Pine to Pain: The Pine to Palm 100 Mile


by Erik Price

Pine to Pain, that’s my nickname for the Pine to Palm 100 Mile Endurance Run, Hal Koerner’s race traversing the arid Siskiyou Mountains of Southern Oregon with over 20,000 feet of gain. Unfortunately, Pine to Palm did not go as planned and I was disappointed to pull the plug at mile 59. It was a day of long, exposed climbs with record high temps in an unfamiliar area. I joined a few other Virginia Happy Trails Running Club members for what would prove a daunting task to all.

When we started at 6:00 a.m. from the staging area near Williams, the weather was cool and dry, making it all too easy to start out fast up Grayback Mountain. Bee stings only a couple hours in added unnecessary stress and discomfort. After the first major aid station at mile 28 came the hottest climb of the day but in my mind, things were already going downhill. Mentally I dropped at mile 42, but continued to death march to aid stations at miles 50 and 52, trying to rally. The only warm food available at this point was ramen noodles and hash browns. After trying somewhat successfully to resolve dehydration and nausea (which I attempted to remedy by jumping in a lake), I was left with irreparable muscle soreness from cramping throughout my body. After over an hour at the Hanley Gap aid station where I debated dropping, I decided to hobble forward in a true act of self-loathing. Seven miles later at Squaw Gap, I had nothing left to give, physically or emotionally, and my decision to drop became crystal clear.


The view from Grayback Mountain. Photo: Erik Price

Excuses aside, I am already realizing some of the mistakes I made in the race that will serve as valuable lessons going forward. While the pace seemed comfortable at the time, in hindsight I disobeyed some of the tried and true strategies for 100 mile races, namely to start slow and then slow down even more. I got caught up in a pack of fast guys. I should have been running my own race and remembered that the race doesn’t start until the 100 km mark. I would have been wise to pack more “real” food in my drop bags; orange slices and gels can only carry you so far. Eating extra early on would have been extremely valuable, since trying to get food down in the heat can be daunting. It’s also important to remember that muscle cramping is mostly the result of over exertion, not necessarily dehydration as once thought. This helps remind me that while it would be easier to blame the hot weather entirely, a more conservative start may have helped me maintain my composure. Running point to point in an entirely new area presented a huge unknown. The bottom line is that I went out too hard and couldn’t get it done.

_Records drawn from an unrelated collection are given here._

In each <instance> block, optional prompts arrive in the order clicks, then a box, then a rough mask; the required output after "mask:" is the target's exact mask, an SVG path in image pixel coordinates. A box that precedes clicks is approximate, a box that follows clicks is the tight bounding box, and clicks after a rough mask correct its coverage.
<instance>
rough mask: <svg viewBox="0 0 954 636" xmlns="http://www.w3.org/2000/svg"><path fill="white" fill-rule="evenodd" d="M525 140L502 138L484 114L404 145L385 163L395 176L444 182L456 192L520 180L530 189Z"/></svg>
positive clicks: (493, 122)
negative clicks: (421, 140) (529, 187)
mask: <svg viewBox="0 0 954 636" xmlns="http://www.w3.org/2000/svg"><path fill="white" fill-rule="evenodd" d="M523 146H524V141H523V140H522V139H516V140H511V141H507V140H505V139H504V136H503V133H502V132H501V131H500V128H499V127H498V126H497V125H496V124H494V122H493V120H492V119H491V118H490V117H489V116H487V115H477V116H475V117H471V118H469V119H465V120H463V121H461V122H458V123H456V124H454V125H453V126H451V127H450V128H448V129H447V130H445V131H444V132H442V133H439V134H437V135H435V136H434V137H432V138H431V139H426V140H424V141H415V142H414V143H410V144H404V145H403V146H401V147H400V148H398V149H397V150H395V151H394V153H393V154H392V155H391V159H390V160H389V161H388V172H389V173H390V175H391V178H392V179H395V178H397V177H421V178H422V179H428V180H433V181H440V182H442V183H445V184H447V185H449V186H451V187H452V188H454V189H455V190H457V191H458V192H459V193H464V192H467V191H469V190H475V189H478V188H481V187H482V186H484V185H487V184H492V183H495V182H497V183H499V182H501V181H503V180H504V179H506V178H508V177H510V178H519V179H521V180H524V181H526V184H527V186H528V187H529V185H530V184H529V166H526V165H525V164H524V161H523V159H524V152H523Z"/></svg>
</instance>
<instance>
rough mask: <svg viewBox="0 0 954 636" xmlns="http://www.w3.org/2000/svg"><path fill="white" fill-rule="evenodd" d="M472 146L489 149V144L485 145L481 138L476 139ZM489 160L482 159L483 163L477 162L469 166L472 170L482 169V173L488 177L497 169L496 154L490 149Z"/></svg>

Pine to Palm is a challenging race on a tough course run point to point with a 58% finish rate according to the live tracking site. The winner was Ryan Ghelfi of Ashland, in an unfathomable time of 18 hours 28 minutes – 90 minutes ahead of second place. These mountains reminded me more of the rugged landscape of Northern California than the lush forests typically associated with the Pacific Northwest. The reality was a series of long steep climbs and exposed ridge running. While the aid stations were adequate, they are of no comparison to the mobile buffets that I’ve gotten used to in Virginia. The trails themselves were not very technical and I recall about half of it being on gravel roads. Perhaps the last third features more single track. All the turns were well marked, though a lack of confidence ribbons often had me questioning if I was headed in the correct direction.


Stunning ridge-line views abound. Photo: Eric Price

I met plenty of other runners, some who finished strong and others that I commiserated with during our defeats. The majority were from out west but there were plenty of east coasters and, in particular, a strong contingent of Tennesseans. While the volunteers here were great, the biggest human element highlights of this race were the incredible generosity I experienced from spectators and other runners’ crew members. At one point, a woman there to support her son jogged with me around Squaw Lake to try and help me clear my head. After, her son’s friend helped facilitate me jumping into said lake to try and cool off. I met a gal from Nashville running who said her crew would be more than happy to feed me pizza, to which I stupidly declined. Much later after dropping, I was transported to a remote crew parking lot by Dutchman Peak to wait outside in windy, 40 degree weather. A couple here who had been crewing for a friend who had already dropped were hanging out enjoying the party and offered me a spare sleeping bag to warm up in. Then 20 minutes later they drove me the 90 minutes back to my hotel in Medford, which they said was on their way home.

The race could work as a weekend trip, or be built into a longer vacation with potential side trips to the Oregon Coast, Portland, or northern California. I opted to build in one extra day to side trip to the spectacular Crater Lake, about two very remote hours east from Ashland.

Pine to Palm was a humbling experience to say the least. My first DNF in a goal race really hurt, but I’m trying to remind myself that by staying conservative I should have a lifetime of finishes to look forward to. Knowing these lessons and the logistics of the area will do me well when I eventually return to finish what I started.